Reciprocity in quantum, electromagnetic and other wave scattering

TL;DR

This paper provides a comprehensive analysis of the reciprocity principle across various wave scattering phenomena, clarifying its distinctions from related concepts and exploring its applications and mathematical connections.

Contribution

It offers a general theoretical framework for reciprocity, clarifies its relation to time reversal and rotation invariances, and discusses practical examples and mathematical links.

Findings

Reciprocity can be proved as a theorem in many cases.

Reciprocity is sometimes violated in certain scattering scenarios.

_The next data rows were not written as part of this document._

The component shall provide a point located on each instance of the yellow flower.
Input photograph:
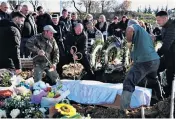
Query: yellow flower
(66, 109)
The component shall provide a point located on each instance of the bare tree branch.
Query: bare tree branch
(34, 3)
(13, 3)
(74, 3)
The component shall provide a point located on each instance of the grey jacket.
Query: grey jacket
(39, 42)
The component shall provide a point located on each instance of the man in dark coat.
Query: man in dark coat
(3, 11)
(28, 30)
(10, 42)
(167, 50)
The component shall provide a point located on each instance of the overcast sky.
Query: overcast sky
(54, 5)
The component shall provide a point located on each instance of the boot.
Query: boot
(125, 100)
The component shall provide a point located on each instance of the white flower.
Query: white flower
(43, 110)
(14, 113)
(2, 113)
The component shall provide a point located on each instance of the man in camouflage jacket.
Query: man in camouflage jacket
(44, 48)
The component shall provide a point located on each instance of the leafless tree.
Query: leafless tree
(13, 3)
(126, 5)
(34, 3)
(108, 5)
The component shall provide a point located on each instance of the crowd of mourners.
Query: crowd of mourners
(46, 37)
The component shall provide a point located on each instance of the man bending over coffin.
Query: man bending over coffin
(146, 61)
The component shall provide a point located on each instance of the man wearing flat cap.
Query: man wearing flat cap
(10, 37)
(46, 54)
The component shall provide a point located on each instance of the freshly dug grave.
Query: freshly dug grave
(68, 72)
(159, 110)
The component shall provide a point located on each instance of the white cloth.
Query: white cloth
(95, 92)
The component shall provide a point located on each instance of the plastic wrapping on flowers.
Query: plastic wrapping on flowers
(67, 111)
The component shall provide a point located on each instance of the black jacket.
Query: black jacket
(29, 28)
(9, 45)
(43, 20)
(59, 37)
(104, 28)
(85, 22)
(76, 40)
(67, 24)
(74, 22)
(4, 15)
(123, 25)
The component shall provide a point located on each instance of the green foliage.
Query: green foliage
(5, 79)
(149, 10)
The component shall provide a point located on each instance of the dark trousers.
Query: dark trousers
(23, 49)
(138, 72)
(68, 59)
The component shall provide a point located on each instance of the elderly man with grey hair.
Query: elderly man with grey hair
(145, 61)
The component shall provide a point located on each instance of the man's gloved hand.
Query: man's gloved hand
(18, 71)
(41, 53)
(160, 53)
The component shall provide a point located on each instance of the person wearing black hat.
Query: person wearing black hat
(64, 19)
(42, 19)
(10, 42)
(123, 24)
(114, 28)
(46, 52)
(74, 19)
(28, 30)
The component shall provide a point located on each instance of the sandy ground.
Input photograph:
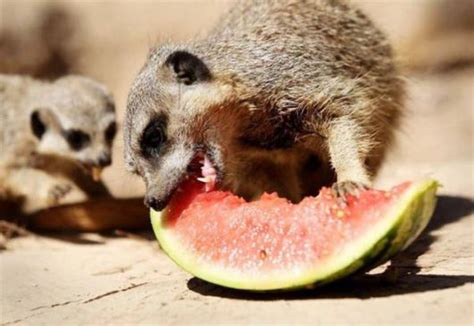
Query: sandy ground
(106, 279)
(102, 279)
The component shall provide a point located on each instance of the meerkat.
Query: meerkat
(281, 96)
(51, 134)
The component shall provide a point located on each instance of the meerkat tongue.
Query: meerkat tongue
(208, 174)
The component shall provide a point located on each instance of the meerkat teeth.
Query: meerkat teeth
(96, 172)
(204, 179)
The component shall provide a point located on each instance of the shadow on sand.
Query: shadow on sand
(400, 277)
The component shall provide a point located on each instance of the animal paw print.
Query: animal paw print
(57, 193)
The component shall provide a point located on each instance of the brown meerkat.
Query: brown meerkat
(51, 133)
(282, 96)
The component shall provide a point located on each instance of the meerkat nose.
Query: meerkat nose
(104, 160)
(154, 203)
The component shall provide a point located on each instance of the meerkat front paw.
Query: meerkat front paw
(58, 192)
(344, 188)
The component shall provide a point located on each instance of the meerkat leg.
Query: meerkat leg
(347, 155)
(39, 190)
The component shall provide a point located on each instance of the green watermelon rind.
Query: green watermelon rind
(403, 224)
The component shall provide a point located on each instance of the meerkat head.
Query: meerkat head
(74, 118)
(184, 119)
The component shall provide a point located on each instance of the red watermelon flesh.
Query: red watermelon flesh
(271, 243)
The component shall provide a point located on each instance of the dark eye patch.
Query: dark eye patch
(110, 132)
(153, 138)
(77, 139)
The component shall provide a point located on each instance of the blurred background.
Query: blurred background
(59, 279)
(108, 40)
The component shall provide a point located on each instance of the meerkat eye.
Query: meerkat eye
(76, 139)
(152, 139)
(110, 132)
(37, 126)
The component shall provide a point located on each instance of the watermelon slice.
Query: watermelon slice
(271, 244)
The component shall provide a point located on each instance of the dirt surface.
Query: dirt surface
(125, 279)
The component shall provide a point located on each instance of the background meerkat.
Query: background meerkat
(51, 134)
(282, 96)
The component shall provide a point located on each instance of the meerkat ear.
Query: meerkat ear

Connections with modern mathematical areas are established.

Abstract

The reciprocity principle is that, when an emitted wave gets scattered on an object, the scattering transition amplitude does not change if we interchange the source and the detector - in other words, if incoming waves are interchanged with appropriate outgoing ones. Reciprocity is sometimes confused with time reversal invariance, or with invariance under the rotation that interchanges the location of the source and the location of the detector. Actually, reciprocity covers the former as a special case, and is fundamentally different from - but can be usefully combined with - the latter. Reciprocity can be proved as a theorem in many situations and is found violated in other cases. The paper presents a general treatment of reciprocity, discusses important examples, shows applications in the field of photon (M\"ossbauer) scattering, and establishes a fruitful connection with a recently developing area of mathematics.